# arrow lube tube



## clint s (Aug 31, 2008)

lube tube for less than one dollar.


----------



## Fiferguy (Apr 16, 2009)

I'd actually posted a question about something like this a few days or a week ago. How do you build it? What do the internals look like? What do you use for lube?

Thanks!


----------



## tlo1911 (Mar 2, 2009)

Nice Lube Tube. I made several attempts but could never get the insides right. Eventually the sponge or whatever material I used would get pushed down to the bottom. I tried to glue the sponge material to the inside of the tube and I used too much glue.

What was your secret?


----------



## Second-Hand Bow (Nov 17, 2008)

What about using a little construction adhesive for the sponge filling? You'd have to work quickly, but it wouldn't ooze through the sponge like other forms of glue. Another idea would be using a spray-on contact adhesive... again, it may not go through the sponge quite as much.


----------



## RatherBArchery (Oct 31, 2006)

*Lube Tube guts*

What I used in mine was the internal perforated foam to one of those paint roller/sticks that actually suck up paint inside them, do not remember the name if it??? The foam has perforations in it already and all you have to do is cut it to fit, you can actually make several lube tube with one roller sponge. You should be able to buy replacement sponges at Lowe's or H.D??
http://www.homeright.com/showitem.asp?zitem=21 The sponge/foam deal I am talking about is on the right side of the picture. GOOD LUCK!!


----------



## jshmrry (Dec 30, 2008)

I was messing around today and took a chisel tip dry erase marker and pulled the bottom off and got to the insides which is a round cotton filled tube and i took a small pin or a nail would work and made a hole in it and then a larger one until i got the hole to the size of my arrow shaft and then i took lacquer thinner and flushed it clean i drilled out the tip part of the marker so my arrow would fit into it i put it back together then went and bought some Black Magic Titanium Tire Wet Gel and filled it up kinda slow but works great. That Black Magic Gel seems to be the slickest.


----------



## clint s (Aug 31, 2008)

what I used was a foam replacement core out of one of those cheap broadhead targets. Used a hole saw and cut three plugs to fill the tube. the pilot bit automatically centered the hole. I like the paint roller idea, I may have to try that.


----------



## OCD (Jan 19, 2008)

Roll up heavy felt.... Works great!


----------



## RangerRick (May 4, 2009)

So, I made my first DIR archery accessory.
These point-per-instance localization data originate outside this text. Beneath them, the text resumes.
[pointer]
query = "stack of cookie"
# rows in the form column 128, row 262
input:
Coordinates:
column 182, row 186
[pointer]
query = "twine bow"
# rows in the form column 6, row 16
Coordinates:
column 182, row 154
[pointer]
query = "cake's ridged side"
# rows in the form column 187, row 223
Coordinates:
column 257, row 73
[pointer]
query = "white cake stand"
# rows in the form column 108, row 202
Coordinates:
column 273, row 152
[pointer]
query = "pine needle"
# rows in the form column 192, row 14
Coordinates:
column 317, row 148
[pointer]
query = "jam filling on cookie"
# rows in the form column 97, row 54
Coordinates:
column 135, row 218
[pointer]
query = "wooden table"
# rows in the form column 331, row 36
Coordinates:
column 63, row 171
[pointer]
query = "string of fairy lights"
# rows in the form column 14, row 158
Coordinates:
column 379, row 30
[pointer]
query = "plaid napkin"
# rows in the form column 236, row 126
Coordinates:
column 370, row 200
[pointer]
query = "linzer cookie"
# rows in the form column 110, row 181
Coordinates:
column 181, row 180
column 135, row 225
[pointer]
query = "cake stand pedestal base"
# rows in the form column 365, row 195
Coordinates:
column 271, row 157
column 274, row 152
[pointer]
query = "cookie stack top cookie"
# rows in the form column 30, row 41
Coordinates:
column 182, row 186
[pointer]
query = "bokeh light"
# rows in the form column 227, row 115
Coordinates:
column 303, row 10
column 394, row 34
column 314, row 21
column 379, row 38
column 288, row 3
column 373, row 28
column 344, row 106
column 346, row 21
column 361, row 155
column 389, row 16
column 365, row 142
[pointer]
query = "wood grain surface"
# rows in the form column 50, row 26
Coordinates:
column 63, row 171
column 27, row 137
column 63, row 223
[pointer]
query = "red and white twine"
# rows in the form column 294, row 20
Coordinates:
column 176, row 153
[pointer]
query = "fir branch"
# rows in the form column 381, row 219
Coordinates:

While at a consignment shop I saw a shelf of dish washing tools with a sponge on the end and a hollow handle with a fill cap on the end.

I took the fill cap off an looked and there was a hole in the center under the sponge.

I cut off the sponge, enlarged the hole just slightly, used a bit of the sponge for my lube down on the cap end of the handle, made a nice sling from some cord to hang it on my quiver and had a lube tube for $1.00.

This is leak proof and other than adjusting the hole size for my arrows was almost complete after the sponge is cut off. There was even a flange under the sponge (which the sponge actually was glued to) so that when I poke a field point into the hole my hand is under it and does not get stuck.

I don't have pictures but you get the idea.

Thanks,

RangerRick


----------



## TH30060X (Jan 7, 2006)

sweet


----------